That six degrees of separation thing is real. I went to school with Sandye, Sandye became the sister-in-law of Kit, Kit is the niece of Tinka, Tinka sold property to Florence and Dan. Somehow the circle got connected and now everybody knows everybody and they've all shown up here in the blog at one time or another.
Yesterday Tinka and I were talking. It turned out she grew up in Altadena. I was born in Altadena. We both shopped the same stores on Colorado Boulevard in Pasadena. I went to high school in the hills above Pasadena. We went tripping down memory lane together. "Did you ever...?" "Of course I did!" Tinka and I are close in age and we both grew up in the war and postwar years in the 1940s. We talked about the many truck farms in our neighborhoods that stood fallow when Japanese-Americans were were sent to internment camps. My parents were older and had come through the Great Depression with habits that were hard to break. Tinka's family and mine had cans of bacon grease hoarded under the sink to fry chicken and potatoes...wouldn't want to waste that fat when we couldn't get butter. Think store shelves are empty now? My mother had a ration book issued by the Government and had to think twice about going shopping...did she have enough points to buy meat? It seems that what goes around, comes around.

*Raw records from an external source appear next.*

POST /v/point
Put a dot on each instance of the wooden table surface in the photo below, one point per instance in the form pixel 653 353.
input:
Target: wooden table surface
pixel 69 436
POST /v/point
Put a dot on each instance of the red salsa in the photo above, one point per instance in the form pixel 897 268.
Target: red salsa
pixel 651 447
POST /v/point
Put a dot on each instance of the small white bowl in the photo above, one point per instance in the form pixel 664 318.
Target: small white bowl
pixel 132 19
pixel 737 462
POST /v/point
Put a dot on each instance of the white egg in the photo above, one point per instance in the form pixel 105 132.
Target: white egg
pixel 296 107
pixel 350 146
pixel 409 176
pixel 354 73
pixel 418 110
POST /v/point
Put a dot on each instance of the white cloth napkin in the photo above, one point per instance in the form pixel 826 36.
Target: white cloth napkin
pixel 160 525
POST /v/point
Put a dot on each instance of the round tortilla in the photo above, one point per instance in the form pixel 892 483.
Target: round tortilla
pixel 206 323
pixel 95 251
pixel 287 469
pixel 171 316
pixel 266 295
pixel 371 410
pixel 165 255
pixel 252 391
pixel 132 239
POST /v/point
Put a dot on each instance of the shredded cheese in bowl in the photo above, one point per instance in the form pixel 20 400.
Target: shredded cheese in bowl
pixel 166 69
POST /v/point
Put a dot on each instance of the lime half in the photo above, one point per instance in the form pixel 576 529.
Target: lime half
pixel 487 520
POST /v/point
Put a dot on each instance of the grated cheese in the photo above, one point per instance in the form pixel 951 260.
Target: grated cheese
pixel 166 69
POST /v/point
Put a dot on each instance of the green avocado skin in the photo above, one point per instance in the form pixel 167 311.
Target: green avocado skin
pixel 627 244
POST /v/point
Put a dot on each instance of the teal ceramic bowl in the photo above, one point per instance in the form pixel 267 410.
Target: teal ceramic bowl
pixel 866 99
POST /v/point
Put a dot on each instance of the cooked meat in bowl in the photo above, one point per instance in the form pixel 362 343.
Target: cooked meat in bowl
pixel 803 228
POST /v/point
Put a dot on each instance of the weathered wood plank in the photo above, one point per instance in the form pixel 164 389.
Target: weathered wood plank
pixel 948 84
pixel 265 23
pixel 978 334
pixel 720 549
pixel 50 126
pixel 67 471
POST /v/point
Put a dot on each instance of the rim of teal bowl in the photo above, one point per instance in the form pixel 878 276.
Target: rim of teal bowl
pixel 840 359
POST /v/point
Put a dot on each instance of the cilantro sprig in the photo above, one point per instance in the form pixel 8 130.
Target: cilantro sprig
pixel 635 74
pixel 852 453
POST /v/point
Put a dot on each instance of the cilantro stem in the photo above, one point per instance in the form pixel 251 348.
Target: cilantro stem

I have to go to town today. Truth be told, I'd rather take another trip down memory lane.
Be well. Stay safe.
1 comment:
Well THAT was indeed a fun trip! You were born in Altadena? Well cool! I, too, lived there, but was too young to remember. I THINK I lived there when the big snows hit in early January of 1949, but I was not quite 2, so I have no memory of that. Another parallel is that you and Tinka were both the second daughters who had sisters that were 16 and 15 years older and with no siblings in between. And they lived through the Depression, but were young women when World War ll ended. The 6 degrees is so fascinating, and this one is so easy to connect.